To answer these questions, it's helpful to know: What were the next steps coming out of the recent workshop? They included getting the final presentation from the U.S. Army, understanding what specifics (XACML and WS-Policy and other technologies) might be relevant, where are there technology gaps, and finding a champion/community leader for this area.
The sentiment is to keep email and telecons as a single work stream, and to keep the time slot we have (even though we know it's not ideal for some active participants).
Right now, it seems that the initial pipeline of Concordia use cases is only maybe 1/3 full (possibly with Levels of Assurance discussions in the near future), so there's no particular burden in joining all the topics into a single work stream. People can attend for specific topic areas as their interests dictate.
Prateek agrees to run the July 15 call or alternatively cancel the call. (Roger and likely Hal are unavailable that day.)

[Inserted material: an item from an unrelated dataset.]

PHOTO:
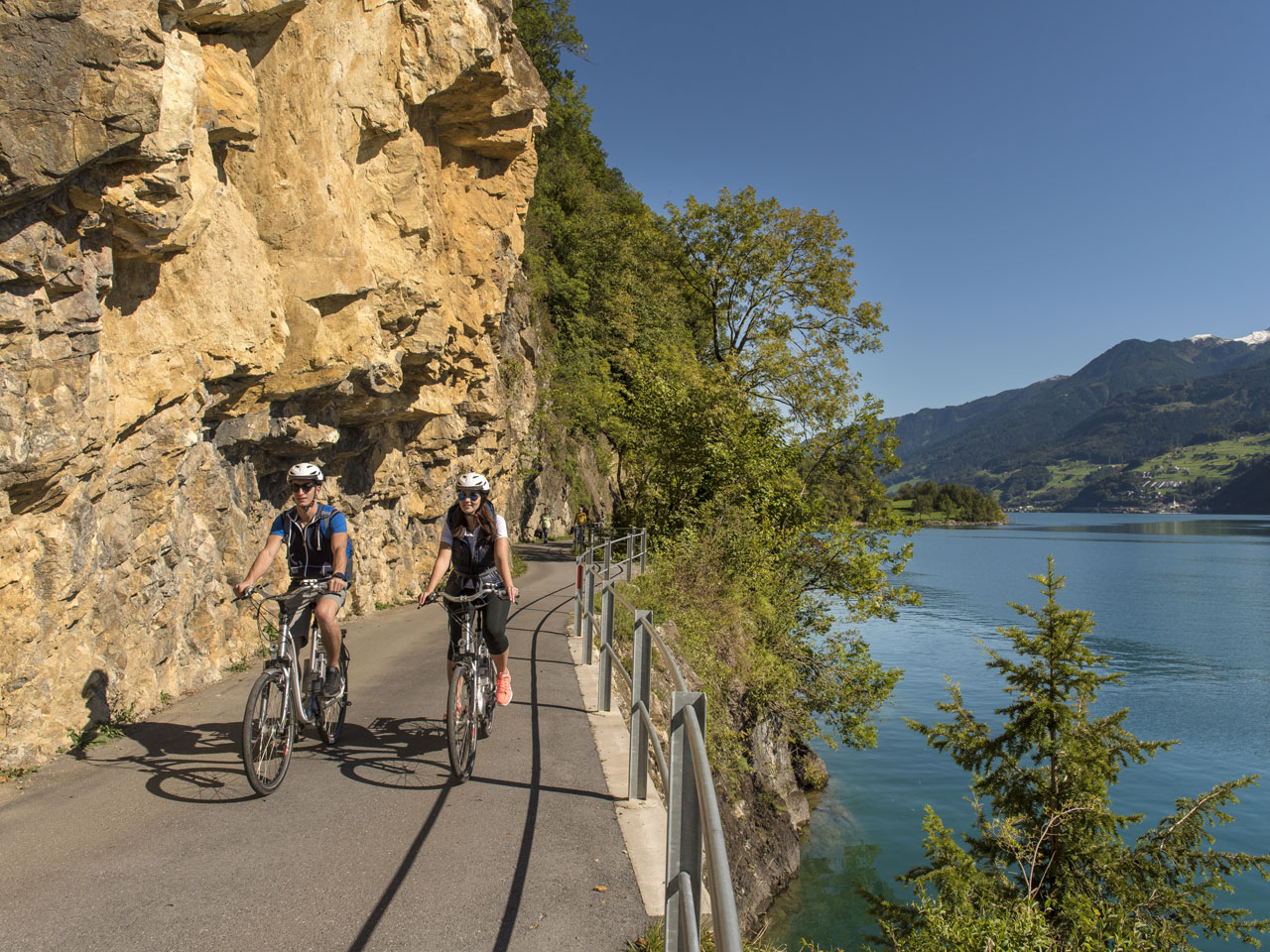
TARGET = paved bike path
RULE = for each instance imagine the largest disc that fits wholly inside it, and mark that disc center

InfoCard profile for SAML2
Quick check-in: Scott's InfoCard Profile for SAML2 (x:45 to x:50 max) Any input this community would like to offer to Scott as he carries this work forward in the SSTC? E.g., are the InfoCard portions technically accurate?
Scott's draft is here.
Essentially, this is an *assertion* profile for SAML2 that is intended for use with InfoCard. The work is continuing in the SSTC, so people should take a look and weigh in through the usual methods (either by participating in the SSTC or using the OASIS comment mechanism).

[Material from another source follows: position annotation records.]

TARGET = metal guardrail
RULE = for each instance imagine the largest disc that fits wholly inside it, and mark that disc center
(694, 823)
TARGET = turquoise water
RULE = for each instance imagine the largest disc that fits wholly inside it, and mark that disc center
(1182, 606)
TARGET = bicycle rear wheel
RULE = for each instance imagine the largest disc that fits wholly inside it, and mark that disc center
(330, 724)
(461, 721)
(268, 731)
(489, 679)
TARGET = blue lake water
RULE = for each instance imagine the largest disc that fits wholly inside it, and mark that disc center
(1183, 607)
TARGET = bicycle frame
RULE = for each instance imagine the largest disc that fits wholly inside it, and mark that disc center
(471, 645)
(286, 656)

Policy and entitlement management workshop roundup
Report, discussion, and possibly an additional presentation: policy/entitlements workshop (x:50 to y:30)
Here is the Catalyst Concordia Policy Workshop 2008 page.
Gerry Gebel, Hal, Mike Beach, Serge Rousakov, and Neil Meister gave presos. We're still waiting to hear from the U.S. Army, for completeness. Specific use-case scenarios need to be spun out. This can help elucidate needs and gaps around XACML and WS-Policy usage.
Hal notes that the user presos didn't tend to mention any concerns about WS-Policy and WS-SecurityPolicy, so maybe it's early days for these technologies. Prateek feels the use cases found in the presos were very valuable.
Were other technologies discussed? The discussion was largely around existing access control problems, how to put together input into XACML exchanges, how to manage the policy environment, etc. It focused on the business problems of entitlements and authorization.
There was interest in pursuing content management vendors to see if they're interested in taking part.
The XACML TC pages would be helpful for finding resources about generalized administration delegation. Erik will post some handy pointers.